Theodore Dreiser on publishers …
“Theodore Dreiser, according to H.L. Mencken, thought of publishers as a class of people to be grouped with ‘kidnappers, dope fiends, and pirates on the high seas.'”
George Pimpton in Introducing the Great American Novel. Edited by Anne Skillion. Introduction by George Plimpton. A New York Public Library Publishing Project (New York: Quill, 1988).
Comment by Janice Harayda:
Introducing the Great American Novel gathers essays by celebrated writers on 21 warhorses — or workhorses — of the American canon. Contributors include Alfred Kazin (on Moby-Dick), Rebecca West (on Babbitt), Saul Bellow (on Invisible Man), Anthony Burgess (on Uncle Tom’s Cabin), Irving Howe (on The House of Mirth) and T. S. Eliot on The Adventures of Huckleberry Finn).
One of the virtues of this collection is that all the critics are good writers — in some cases, better than the authors whose books they are reviewing — so that even if you dislike the novels, you may admire the analysis of them.
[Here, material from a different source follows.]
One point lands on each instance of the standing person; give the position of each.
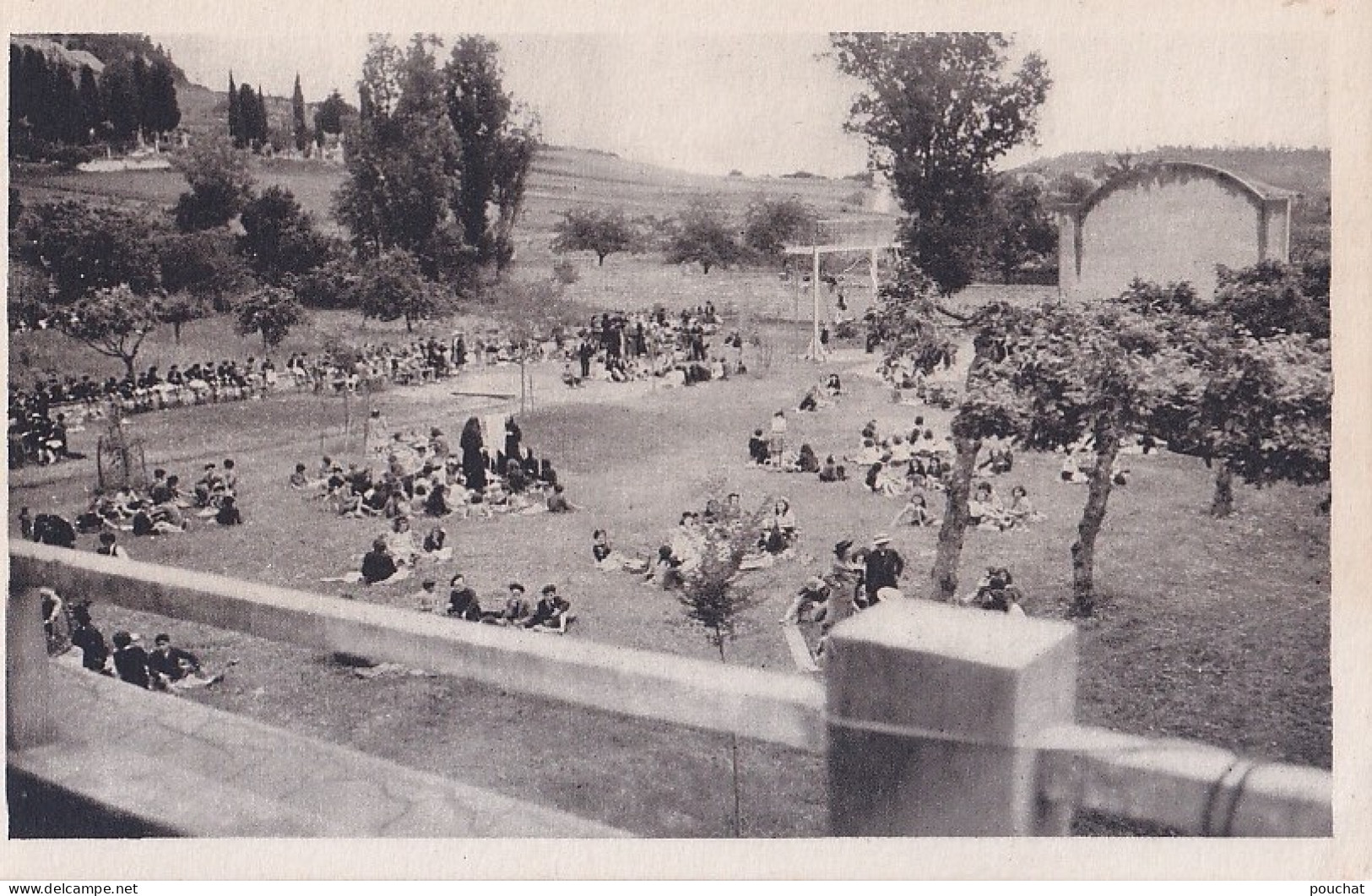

Another is that the book resurrects some novels that have gone into undeserved eclipse. I spoke recently to an undergraduate writing seminar at a major New York university and found that only one or two students had heard of — let alone read — Babbitt, one of the finest American satirical novels. Finally, if you’re a baby boomer who spent your youth reading mainly books by Rod McKuen and Carlos Castaneda — I refuse to give you credit for “reading” The Joy of Sex — this book can help you discover what you missed on the way to Woodstock.